Georgine était en supplice. Depuis près d’une heure qu’ils discutaient de la sorte. Le cœur de la pauvre enfant saignait, bien plus du chagrin qu’elle causait que de sa propre souffrance. Dix fois au moins, depuis le commencement de cette détestable entrevue, elle avait failli cacher ses pauvres yeux honteux et tout avouer. Aurait-elle seulement le courage de résister jusqu’à la fin ?

Lorsque Jacques rappela cette soirée d’amis à laquelle ils avaient assisté ensemble, une dizaine de jours auparavant, elle crut avoir trouvé la diversion qui les ferait sortir de ce sujet pénible.

— La soirée de Viauville, affirma-t-elle, n’est pour rien dans cette affaire, mais vous me permettrez de vous laisser voir les instantanés qu’on y a pris.
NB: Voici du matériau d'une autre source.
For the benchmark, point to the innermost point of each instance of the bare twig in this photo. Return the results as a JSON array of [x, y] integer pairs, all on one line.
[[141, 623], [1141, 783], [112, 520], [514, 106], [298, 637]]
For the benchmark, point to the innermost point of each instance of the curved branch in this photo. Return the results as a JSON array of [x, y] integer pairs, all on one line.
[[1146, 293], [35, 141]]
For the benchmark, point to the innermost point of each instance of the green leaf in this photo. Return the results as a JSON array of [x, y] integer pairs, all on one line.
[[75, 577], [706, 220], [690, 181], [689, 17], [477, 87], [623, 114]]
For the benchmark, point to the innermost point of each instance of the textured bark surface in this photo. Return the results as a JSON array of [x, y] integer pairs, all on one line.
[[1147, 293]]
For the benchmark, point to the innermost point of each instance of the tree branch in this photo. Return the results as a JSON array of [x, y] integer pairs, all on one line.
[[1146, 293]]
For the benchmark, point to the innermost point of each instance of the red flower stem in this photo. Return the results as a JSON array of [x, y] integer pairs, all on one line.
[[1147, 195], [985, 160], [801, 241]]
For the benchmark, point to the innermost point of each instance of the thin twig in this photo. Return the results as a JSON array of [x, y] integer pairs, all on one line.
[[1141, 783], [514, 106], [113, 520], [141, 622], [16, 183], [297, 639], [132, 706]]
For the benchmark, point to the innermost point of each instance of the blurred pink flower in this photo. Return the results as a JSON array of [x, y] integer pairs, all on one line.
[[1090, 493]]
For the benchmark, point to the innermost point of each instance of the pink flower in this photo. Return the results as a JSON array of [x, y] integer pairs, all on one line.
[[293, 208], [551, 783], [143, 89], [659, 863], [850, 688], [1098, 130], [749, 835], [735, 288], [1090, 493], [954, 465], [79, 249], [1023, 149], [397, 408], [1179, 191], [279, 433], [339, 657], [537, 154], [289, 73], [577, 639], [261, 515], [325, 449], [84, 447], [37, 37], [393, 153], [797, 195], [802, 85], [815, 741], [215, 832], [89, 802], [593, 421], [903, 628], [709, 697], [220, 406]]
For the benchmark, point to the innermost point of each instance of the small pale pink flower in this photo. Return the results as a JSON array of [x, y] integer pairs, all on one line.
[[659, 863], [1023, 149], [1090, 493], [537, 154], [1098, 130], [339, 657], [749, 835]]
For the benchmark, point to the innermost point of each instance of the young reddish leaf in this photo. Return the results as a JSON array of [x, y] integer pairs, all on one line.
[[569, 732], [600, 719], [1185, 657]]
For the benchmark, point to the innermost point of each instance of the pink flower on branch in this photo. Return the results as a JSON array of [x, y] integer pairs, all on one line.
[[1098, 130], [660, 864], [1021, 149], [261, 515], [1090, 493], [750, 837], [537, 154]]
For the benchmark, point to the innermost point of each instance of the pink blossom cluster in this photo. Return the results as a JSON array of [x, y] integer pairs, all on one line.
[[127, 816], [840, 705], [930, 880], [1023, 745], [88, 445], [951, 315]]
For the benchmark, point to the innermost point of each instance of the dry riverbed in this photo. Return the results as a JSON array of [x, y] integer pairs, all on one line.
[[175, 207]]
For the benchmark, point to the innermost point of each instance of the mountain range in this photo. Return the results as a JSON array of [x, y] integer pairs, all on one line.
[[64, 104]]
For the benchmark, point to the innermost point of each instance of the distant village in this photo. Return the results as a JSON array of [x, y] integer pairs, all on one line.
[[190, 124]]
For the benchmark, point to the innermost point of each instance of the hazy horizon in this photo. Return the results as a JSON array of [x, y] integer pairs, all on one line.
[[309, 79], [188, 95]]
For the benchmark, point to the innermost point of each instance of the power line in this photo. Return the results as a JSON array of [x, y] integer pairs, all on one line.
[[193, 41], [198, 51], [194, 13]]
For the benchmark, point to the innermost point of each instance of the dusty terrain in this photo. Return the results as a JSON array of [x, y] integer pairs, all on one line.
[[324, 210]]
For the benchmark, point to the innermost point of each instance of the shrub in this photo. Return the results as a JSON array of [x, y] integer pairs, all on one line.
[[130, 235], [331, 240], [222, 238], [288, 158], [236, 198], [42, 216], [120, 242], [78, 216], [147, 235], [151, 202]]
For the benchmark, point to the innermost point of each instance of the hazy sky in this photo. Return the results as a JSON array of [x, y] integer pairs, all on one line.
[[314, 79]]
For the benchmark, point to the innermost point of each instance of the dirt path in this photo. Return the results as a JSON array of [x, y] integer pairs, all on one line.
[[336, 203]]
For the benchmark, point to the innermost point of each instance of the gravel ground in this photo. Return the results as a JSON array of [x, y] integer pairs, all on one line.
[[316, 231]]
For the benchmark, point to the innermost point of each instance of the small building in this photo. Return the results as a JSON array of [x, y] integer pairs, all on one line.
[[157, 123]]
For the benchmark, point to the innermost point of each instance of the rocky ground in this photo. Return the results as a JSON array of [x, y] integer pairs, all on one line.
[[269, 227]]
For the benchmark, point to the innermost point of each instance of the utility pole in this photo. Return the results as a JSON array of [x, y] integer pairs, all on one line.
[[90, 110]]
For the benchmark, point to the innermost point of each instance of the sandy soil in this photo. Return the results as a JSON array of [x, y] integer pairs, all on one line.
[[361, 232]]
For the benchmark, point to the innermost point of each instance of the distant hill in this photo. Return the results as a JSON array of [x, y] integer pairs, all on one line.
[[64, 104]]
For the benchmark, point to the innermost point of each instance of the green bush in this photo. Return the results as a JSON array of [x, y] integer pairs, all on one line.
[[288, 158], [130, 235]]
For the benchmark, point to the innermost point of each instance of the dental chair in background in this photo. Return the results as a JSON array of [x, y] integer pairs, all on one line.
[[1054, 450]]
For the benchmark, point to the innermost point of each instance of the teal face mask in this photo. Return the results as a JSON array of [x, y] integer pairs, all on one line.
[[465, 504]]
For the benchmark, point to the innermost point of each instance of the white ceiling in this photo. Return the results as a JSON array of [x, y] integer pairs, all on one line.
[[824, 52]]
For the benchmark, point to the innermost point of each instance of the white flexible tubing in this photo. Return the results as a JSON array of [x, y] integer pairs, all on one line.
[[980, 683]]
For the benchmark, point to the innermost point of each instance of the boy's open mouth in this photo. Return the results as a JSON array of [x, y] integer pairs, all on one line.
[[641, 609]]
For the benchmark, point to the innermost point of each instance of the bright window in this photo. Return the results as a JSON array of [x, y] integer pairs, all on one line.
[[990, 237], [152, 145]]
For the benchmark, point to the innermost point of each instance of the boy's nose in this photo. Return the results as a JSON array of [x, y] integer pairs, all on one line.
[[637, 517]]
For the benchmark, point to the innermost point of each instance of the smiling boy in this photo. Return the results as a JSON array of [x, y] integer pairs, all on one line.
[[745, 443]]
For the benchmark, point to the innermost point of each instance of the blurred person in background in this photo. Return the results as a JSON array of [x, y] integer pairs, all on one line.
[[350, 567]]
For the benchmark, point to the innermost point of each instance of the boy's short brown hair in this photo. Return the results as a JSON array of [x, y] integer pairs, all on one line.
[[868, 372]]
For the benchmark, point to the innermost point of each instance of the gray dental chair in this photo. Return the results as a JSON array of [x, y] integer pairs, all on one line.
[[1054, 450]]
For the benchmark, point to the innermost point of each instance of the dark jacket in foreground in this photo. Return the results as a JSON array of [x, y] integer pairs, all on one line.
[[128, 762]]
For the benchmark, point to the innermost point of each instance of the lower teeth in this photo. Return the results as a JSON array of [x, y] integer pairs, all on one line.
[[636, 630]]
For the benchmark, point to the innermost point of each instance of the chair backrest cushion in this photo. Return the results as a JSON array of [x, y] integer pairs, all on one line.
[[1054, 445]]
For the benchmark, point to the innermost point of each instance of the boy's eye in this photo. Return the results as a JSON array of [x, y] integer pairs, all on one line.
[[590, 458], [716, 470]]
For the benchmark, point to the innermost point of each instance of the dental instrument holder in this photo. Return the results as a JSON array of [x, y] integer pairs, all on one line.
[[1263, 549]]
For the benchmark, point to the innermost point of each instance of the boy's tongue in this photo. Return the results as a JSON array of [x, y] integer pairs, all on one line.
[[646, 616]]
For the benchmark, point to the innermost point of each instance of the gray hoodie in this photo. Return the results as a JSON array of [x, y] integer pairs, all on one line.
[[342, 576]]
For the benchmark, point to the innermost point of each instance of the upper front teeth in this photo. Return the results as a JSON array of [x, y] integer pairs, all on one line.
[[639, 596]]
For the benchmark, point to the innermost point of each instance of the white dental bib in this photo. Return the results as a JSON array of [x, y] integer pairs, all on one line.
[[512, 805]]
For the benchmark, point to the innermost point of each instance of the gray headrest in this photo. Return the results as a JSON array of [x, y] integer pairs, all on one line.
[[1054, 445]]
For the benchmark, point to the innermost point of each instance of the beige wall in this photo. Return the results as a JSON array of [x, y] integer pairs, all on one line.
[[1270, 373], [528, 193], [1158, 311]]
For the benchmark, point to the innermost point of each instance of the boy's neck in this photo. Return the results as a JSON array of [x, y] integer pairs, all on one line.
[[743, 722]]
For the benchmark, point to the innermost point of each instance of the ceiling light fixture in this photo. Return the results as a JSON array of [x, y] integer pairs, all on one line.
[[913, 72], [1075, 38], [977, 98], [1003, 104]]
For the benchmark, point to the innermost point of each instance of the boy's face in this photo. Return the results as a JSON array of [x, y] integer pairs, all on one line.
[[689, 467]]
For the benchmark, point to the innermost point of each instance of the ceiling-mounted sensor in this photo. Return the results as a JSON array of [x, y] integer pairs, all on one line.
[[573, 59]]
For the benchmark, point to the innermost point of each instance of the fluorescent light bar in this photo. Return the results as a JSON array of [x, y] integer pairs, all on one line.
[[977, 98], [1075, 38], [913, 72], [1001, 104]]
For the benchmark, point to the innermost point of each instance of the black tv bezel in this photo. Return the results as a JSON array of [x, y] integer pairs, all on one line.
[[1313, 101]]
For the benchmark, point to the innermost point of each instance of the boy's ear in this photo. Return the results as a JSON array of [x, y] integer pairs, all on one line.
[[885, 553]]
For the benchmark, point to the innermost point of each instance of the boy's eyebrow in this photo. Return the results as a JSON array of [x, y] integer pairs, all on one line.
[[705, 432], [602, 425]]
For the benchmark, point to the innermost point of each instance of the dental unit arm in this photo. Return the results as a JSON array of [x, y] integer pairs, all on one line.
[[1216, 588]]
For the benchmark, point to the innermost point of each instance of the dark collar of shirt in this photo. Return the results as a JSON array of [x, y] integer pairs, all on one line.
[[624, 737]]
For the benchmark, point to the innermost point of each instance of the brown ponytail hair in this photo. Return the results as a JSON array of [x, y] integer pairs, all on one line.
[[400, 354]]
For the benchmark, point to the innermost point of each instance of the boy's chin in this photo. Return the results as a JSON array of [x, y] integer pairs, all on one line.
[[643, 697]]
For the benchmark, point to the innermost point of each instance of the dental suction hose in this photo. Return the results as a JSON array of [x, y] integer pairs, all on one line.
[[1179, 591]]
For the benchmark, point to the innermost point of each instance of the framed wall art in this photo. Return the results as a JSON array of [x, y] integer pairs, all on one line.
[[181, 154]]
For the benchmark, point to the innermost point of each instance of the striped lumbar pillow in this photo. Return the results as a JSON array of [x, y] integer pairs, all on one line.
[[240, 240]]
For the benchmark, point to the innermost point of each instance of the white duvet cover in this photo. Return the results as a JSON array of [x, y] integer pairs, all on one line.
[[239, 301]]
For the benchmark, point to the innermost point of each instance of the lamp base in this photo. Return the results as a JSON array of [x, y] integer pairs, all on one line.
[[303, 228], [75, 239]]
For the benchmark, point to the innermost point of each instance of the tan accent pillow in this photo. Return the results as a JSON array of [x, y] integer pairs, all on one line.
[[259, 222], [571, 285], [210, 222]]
C’est la petite Katie, du journal, qui les a développés.

Sans mot dire, Jacques s’inclina.

Presque en courant, la jeune fille monta à sa chambre. Chose curieuse, c’est là, surtout, qu’elle pensa étouffer de chagrin. Éloignée de Jacques et n’ayant plus, devant les yeux, sa face désolée, elle se sentit triste à mourir. Si elle lui laissait pressentir la chose, comme il désirait ?… Pourra-t-elle, seulement, sera-t-elle en mesure de supporter le poids de cette solitude qu’elle se prépare ? Être seul, elle l’a écrit elle-même, un jour, en un moment de prescience, c’est l’affreux lot des plus déshérités. À deux, tout se supporte, mais quand on est seul… ?

Cependant, lorsqu’elle reparut au salon avec, aux doigts, les petites images noir et blanc, Georgine portait sur son front la même résolution têtue qu’au début de la soirée.

Jacques ne fut pas sans le remarquer. Il avait saisi, également, son intention de ne plus discuter et s’il acceptait d’examiner les instantanés, c’était dans l’unique but de parfaire ses observations. Ensuite, il déciderait, une fois pour toutes, du parti à adopter.

Aussi prolongea-t-il son examen, en feignant un grand intérêt.

— Très réussi, affirma-t-il enfin, en rendant à sa compagne la dernière petite carte glacée.

Il consulta sa montre et ce fut lui, cette fois, qui invita :

— Allons chez Mlle Lépée.

Son accent était plus dégagé et on eut juré qu’il avait hâte, maintenant.

Le minuscule logis que Charlotte partageait avec sa mère était un vrai nid coquet où les arrivants se virent reçus comme des amis de vieille date. Pendant que la mère et la fille rivalisaient d’amabilité à leur égard, Jacques considérait avec mélancolie le portrait de Georgine qui souriait, en bonne place, sur le piano. Sa mémoire se raffermissait, maintenant : C’était bien ici qu’il l’avait vue pour la première fois. Se pouvait-il qu’après l’avoir connue de par un aussi heureux concours de circonstances, il la perdit sottement ? Cette conviction entrait mal dans son entendement. Il s’accusait d’avoir manqué de doigté dans l’exercice de ce rôle de magister assumé depuis peu. Surprise, froissée, Georgine avait dû se replier sur elle-même et « découvrir des choses », comme elle disait. Il en était sorti cette belle résolution de ne plus le recevoir. Mais, foi de Breton, le dernier mot restait à dire.

Comme il ramenait au tramway sa belle fantasque, il proposa :

— Madame votre marraine, m’avez-vous dit, demeure dans les environs ?… N’aimeriez-vous pas lui souhaiter le bonsoir, en passant ?

— Y songez-vous ? protesta Georgine, avec une sorte d’effroi dans les yeux. Il est beaucoup trop tard, surtout pour elle, et avec votre accent et votre éloquence française, vous l’intimideriez.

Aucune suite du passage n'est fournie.